An example of direct local expenditures is the $90 - 144 million of public tax dollars that were spent a decade ago to construct a large building in Downtown Cleveland. The building was initially known as the Medical Mart and was later renamed the Global Center for Health Innovation. The facility is funded through a quarter-percent sales tax throughout Cuyahoga County that was decided by the then-three county commissioners, without a vote by the citizens.
It was foreseeable that the Medical Mart would not be profitable from the beginning and it is at best questionable even now what the average local tax payer is getting out of the deal. The preponderance of research shows the cost of building things like this and other attraction venues tend to exceed the benefits, particularly for the average resident.

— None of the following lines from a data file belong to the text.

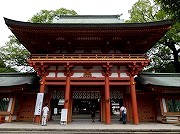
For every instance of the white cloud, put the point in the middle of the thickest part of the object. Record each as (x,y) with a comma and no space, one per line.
(23,10)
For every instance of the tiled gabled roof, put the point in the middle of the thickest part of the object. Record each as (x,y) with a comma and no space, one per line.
(159,79)
(13,79)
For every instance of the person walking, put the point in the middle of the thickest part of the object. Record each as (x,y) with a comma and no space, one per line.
(123,112)
(45,111)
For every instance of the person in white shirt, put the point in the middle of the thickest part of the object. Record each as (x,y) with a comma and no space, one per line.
(123,112)
(45,111)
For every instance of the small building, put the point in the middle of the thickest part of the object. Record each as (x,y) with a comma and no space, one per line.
(163,92)
(18,95)
(87,60)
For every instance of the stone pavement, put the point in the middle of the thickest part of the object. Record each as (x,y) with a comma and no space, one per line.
(86,126)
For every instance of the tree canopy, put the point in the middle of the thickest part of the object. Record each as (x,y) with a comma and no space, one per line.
(164,55)
(14,54)
(171,7)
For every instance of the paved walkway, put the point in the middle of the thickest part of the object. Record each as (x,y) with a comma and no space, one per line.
(88,125)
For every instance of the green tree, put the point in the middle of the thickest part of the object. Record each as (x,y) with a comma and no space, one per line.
(46,16)
(14,53)
(171,7)
(4,68)
(164,55)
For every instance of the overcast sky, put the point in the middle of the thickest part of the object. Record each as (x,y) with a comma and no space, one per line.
(23,10)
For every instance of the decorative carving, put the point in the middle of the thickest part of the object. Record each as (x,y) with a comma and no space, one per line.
(135,68)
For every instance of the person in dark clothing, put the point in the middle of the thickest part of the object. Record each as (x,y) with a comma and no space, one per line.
(93,113)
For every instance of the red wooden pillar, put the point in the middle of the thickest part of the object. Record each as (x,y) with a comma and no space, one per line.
(12,109)
(37,118)
(67,93)
(134,101)
(107,100)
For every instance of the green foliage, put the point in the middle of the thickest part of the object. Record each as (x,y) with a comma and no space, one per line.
(46,16)
(164,55)
(4,68)
(13,53)
(171,7)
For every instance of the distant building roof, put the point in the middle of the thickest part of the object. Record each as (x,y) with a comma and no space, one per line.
(14,79)
(88,19)
(159,79)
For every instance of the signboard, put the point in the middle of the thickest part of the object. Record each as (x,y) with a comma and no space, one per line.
(63,116)
(39,102)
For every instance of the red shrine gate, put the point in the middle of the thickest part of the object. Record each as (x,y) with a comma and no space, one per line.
(108,72)
(89,51)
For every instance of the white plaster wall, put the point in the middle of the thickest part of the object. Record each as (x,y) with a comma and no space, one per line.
(123,75)
(78,75)
(114,75)
(60,75)
(96,51)
(96,74)
(51,74)
(96,68)
(78,68)
(123,68)
(79,51)
(52,68)
(114,68)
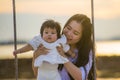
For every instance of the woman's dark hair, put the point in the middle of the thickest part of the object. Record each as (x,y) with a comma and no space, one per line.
(85,44)
(53,25)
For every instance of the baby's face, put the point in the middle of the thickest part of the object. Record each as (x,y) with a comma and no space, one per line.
(50,35)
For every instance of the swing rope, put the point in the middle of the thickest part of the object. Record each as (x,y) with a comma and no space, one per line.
(92,16)
(15,40)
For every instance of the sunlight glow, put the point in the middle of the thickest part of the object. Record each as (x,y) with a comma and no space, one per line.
(102,8)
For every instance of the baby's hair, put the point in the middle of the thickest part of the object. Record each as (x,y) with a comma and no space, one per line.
(53,25)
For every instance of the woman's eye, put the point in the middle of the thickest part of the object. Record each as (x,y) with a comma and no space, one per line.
(46,32)
(68,28)
(76,33)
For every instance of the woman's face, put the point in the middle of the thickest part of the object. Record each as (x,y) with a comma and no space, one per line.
(73,32)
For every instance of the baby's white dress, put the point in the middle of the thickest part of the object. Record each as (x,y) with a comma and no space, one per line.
(48,64)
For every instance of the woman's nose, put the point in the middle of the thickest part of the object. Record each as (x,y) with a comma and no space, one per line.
(69,34)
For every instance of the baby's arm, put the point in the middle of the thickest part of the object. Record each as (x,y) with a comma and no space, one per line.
(70,53)
(25,48)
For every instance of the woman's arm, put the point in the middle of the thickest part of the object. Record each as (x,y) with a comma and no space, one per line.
(40,51)
(26,48)
(74,71)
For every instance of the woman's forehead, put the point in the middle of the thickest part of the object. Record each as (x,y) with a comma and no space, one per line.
(76,26)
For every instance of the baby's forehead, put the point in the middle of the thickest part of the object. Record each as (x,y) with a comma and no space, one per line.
(49,29)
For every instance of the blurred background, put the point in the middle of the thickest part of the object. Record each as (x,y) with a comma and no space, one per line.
(30,14)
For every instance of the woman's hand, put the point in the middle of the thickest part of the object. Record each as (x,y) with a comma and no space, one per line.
(40,51)
(61,51)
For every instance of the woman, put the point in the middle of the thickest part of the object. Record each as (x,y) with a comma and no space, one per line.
(78,31)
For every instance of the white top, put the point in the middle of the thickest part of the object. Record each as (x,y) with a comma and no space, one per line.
(64,73)
(53,56)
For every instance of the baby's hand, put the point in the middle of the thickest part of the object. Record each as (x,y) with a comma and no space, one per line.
(16,52)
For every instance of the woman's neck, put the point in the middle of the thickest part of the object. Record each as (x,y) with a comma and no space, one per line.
(72,47)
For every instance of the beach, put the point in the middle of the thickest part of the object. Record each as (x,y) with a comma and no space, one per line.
(107,62)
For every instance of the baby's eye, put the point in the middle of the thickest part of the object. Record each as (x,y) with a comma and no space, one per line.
(46,32)
(53,33)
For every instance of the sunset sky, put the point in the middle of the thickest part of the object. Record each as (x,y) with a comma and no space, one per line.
(106,13)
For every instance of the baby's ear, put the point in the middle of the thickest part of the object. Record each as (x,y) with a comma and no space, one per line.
(59,45)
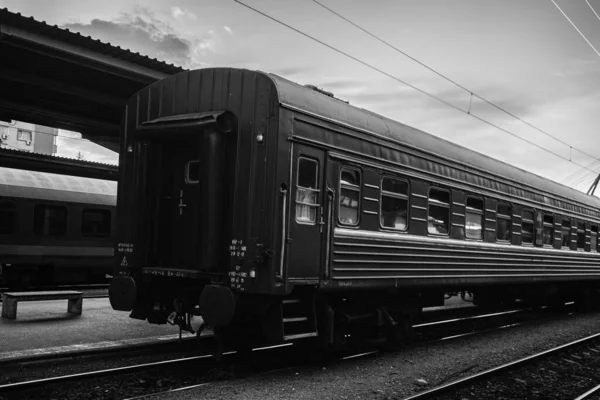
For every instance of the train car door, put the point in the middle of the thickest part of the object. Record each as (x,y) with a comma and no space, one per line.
(307,226)
(185,204)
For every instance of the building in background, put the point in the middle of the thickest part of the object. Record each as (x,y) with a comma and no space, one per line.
(22,136)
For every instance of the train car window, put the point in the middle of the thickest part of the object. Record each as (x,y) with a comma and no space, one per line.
(95,223)
(49,220)
(527,226)
(580,235)
(439,212)
(565,232)
(394,203)
(8,217)
(548,231)
(474,218)
(192,172)
(503,222)
(349,196)
(307,192)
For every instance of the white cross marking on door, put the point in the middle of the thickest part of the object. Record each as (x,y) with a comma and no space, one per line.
(181,205)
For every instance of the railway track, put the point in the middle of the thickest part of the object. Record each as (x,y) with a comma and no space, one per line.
(481,384)
(180,367)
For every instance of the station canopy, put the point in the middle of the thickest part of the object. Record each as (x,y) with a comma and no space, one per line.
(54,77)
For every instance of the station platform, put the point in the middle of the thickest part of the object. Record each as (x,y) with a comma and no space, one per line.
(45,327)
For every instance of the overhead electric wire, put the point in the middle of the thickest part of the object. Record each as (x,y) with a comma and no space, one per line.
(454,82)
(594,11)
(575,26)
(406,83)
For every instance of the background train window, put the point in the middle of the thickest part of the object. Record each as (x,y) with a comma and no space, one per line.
(580,235)
(49,220)
(439,212)
(527,226)
(349,196)
(548,231)
(503,222)
(394,203)
(192,172)
(8,217)
(474,218)
(565,232)
(95,223)
(307,193)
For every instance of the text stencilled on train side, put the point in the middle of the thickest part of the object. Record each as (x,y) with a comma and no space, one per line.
(125,247)
(237,278)
(237,248)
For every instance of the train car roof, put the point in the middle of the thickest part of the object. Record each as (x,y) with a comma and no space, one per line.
(56,187)
(314,102)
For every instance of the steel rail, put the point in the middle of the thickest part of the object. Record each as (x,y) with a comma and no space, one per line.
(588,393)
(489,372)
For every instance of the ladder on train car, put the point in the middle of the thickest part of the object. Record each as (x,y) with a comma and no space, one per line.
(299,320)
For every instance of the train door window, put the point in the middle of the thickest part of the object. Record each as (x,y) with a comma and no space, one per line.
(439,212)
(8,217)
(565,232)
(503,222)
(192,172)
(594,238)
(95,223)
(580,235)
(49,220)
(307,192)
(474,218)
(394,203)
(349,196)
(527,226)
(548,231)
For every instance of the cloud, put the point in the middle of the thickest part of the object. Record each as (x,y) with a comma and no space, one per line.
(141,31)
(177,13)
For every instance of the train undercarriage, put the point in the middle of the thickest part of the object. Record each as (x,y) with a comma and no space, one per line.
(329,321)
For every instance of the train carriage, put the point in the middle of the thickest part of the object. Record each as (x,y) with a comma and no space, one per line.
(55,229)
(277,211)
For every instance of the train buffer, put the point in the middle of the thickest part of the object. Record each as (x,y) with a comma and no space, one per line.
(11,299)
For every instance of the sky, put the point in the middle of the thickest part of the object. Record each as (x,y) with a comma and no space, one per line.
(523,56)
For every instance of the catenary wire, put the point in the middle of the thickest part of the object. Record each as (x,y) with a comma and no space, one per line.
(406,83)
(575,26)
(594,11)
(454,82)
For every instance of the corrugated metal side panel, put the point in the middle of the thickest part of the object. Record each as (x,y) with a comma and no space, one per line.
(383,256)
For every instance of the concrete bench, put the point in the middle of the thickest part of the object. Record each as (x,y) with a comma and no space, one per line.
(10,300)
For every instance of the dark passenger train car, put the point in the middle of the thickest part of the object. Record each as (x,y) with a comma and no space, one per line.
(55,229)
(278,211)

A family that spends an average of $40,000 a year on items that are subject to the tax pays about $100 to subsidize the facility each year. But what does that family benefit? The chances are high that the management of the Center would not even let that family tour the building. But then again, it has been largely empty for most of the time since it was built. Today the county is now poised to spend another $31 million to update it. So, the question is, who is benefiting from it?
Yes, in my view, U.S. cities and regions should have their own economic development strategies. When used well such strategies have tremendous potential value. But they can also be boondoggles set in place and conducted to satisfy no more than the short-term narrow self-interest of already-wealthy people and the public officials who court their support.
The only way to realize the potential benefits from local and regional economic development is to thoroughly document any proposed strategy, create widespread transparency, and, in the end, to have their costs and benefits formally evaluated by qualified, independent analysts who have no vested interests in the outcome.